Я окинула гробницу взглядом в поисках Аменхотепа Младшего. Он стоял поодаль от саркофага и погребальных урн*, которые должны были перенести внутренние органы Тутмоса в загробный мир. Царевич был выше меня и выглядел настоящим красавцем, несмотря на вьющиеся светлые волосы. Я подумала, а можем ли мы ожидать от него великих свершений и подвигов, ведь править должен был его брат? Аменхотеп придвинулся поближе к статуе богини Мут*, и я вспомнила, что Тутмос всегда любил кошек. С ним должна была уйти и его любимая Та-Мяу, чья мумия лежала в отдельном миниатюрном золотом саркофаге. Я осторожно коснулась руки матери, и та обернулась ко мне.

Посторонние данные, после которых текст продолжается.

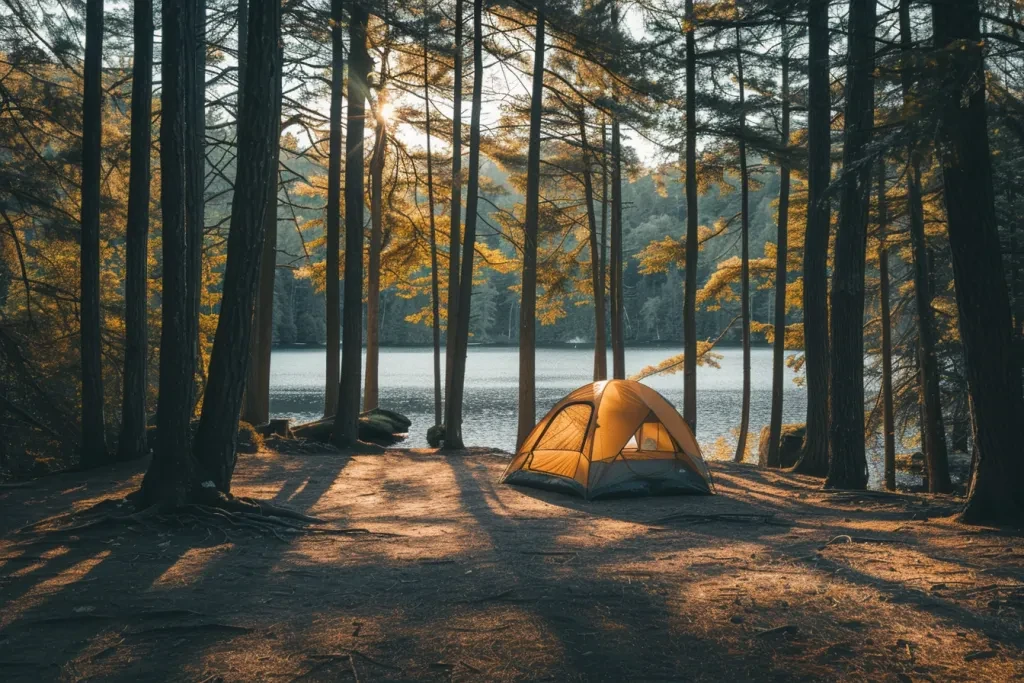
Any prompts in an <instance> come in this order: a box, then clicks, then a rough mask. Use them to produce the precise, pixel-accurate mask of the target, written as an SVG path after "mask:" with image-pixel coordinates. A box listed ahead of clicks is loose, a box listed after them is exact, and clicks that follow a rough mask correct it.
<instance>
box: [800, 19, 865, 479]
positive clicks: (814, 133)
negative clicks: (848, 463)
mask: <svg viewBox="0 0 1024 683" xmlns="http://www.w3.org/2000/svg"><path fill="white" fill-rule="evenodd" d="M828 4H829V3H828V0H809V2H808V5H807V24H808V43H809V46H808V62H809V63H808V82H807V102H808V104H807V110H808V114H807V138H808V139H807V157H808V159H807V234H806V237H805V239H804V353H805V355H806V358H807V359H806V362H805V367H806V374H807V428H806V436H805V438H804V446H803V450H802V452H801V455H800V461H799V462H798V463H797V465H796V467H795V468H794V470H795V471H796V472H799V473H801V474H810V475H813V476H824V475H825V474H826V473H827V471H828V413H829V407H828V401H829V390H828V381H829V379H828V377H829V375H828V373H829V371H828V362H829V348H828V278H827V262H828V233H829V230H830V224H831V208H830V206H829V197H828V191H827V189H828V183H829V180H830V175H831V153H830V150H831V135H830V131H831V103H830V102H831V93H830V85H829V84H830V79H829V75H828V48H829V32H828ZM858 415H859V413H858Z"/></svg>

– Они убили ее? – прошептала я, и она проследила за моим взглядом, устремленным на крошечный гробик рядом с саркофагом принца.

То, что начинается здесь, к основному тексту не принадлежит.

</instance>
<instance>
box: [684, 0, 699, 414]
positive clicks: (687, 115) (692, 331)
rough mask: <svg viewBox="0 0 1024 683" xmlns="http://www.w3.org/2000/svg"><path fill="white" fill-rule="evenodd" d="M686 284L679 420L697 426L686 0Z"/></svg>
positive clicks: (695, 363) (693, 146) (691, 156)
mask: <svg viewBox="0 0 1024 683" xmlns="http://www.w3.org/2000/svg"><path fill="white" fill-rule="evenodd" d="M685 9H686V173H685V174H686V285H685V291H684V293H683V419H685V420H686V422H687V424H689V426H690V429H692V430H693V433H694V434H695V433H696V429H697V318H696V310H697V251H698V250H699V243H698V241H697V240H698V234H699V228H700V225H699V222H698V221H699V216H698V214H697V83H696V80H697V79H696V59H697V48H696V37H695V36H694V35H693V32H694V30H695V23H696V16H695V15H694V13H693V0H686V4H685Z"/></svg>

Мать покачала головой и, когда жрецы вновь принялись бить в систрумы, ответила:

– Говорят, что после того, как наследный принц умер, она просто перестала есть.

Верховный жрец затянул «Песнь к душе», горькую жалобу Озирису и Анубису. Затем, захлопнув «Книгу мертвых», он провозгласил:

– Благословение внутренних органов!

Царица Тия сделала шаг вперед. Она опустилась на колени прямо в пыль и поочередно поцеловала каждую канопу*. Ее примеру последовал фараон, и я увидела, как он резко обернулся, высматривая в темноте своего младшего сына.

– Подойди ко мне, – скомандовал он.

Но Аменхотеп Младший даже не шелохнулся.

– Подойди! – крикнул фараон, и голос его, стократно усилившийся, эхом прокатился по гробнице.

Все замерли, боясь дышать. Я оглянулась на отца, но он сурово покачал головой.

– А почему это я должен почтительно склоняться перед ним? – возмутился Аменхотеп Младший. – Он бы вручил Египет жрецам Амона, как делал каждый фараон до него!

Я оторопела и прикрыла рот рукой. На мгновение мне показалось, что вот сейчас фараон бросится к нему через погребальную камеру и убьет его. Но Аменхотеп Младший был последним из его оставшихся в живых сыновей, единственным законным наследником египетского престола, и люди ожидали, что он, как и все наследные принцы, достигшие семнадцатилетия, будет коронован в качестве соправителя. Отец его по старшинству останется фараоном Верхнего Египта и Фив, тогда как сам Аменхотеп Младший будет править Нижним Египтом из Мемфиса. Если умрет и этот сын, то отцовский род на этом прервется. Царица быстрым шагом подошла к сыну.

– Ты благословишь органы своего брата, – приказным тоном заявила она.

– Почему?

– Потому что он – принц Египта!

– Но ведь и я тоже! – вспылил Аменхотеп.

Королева Тия угрожающе прищурилась:

– Твой брат послужил этому царству, присоединившись к армии Египта. Он был верховным жрецом Амона, он был представлен богам.

Аменхотеп рассмеялся:

– Так ты любила его сильнее только потому, что он мог безнаказанно убивать тех, кого благословлял?

Царица Тия чуть не задохнулась от негодования:

– Ступай к своему отцу. Попроси его сделать из тебя воина. И тогда мы посмотрим, какой из тебя получится фараон.

Аменхотеп отвернулся и поспешно склонился перед фараоном в самый разгар похорон.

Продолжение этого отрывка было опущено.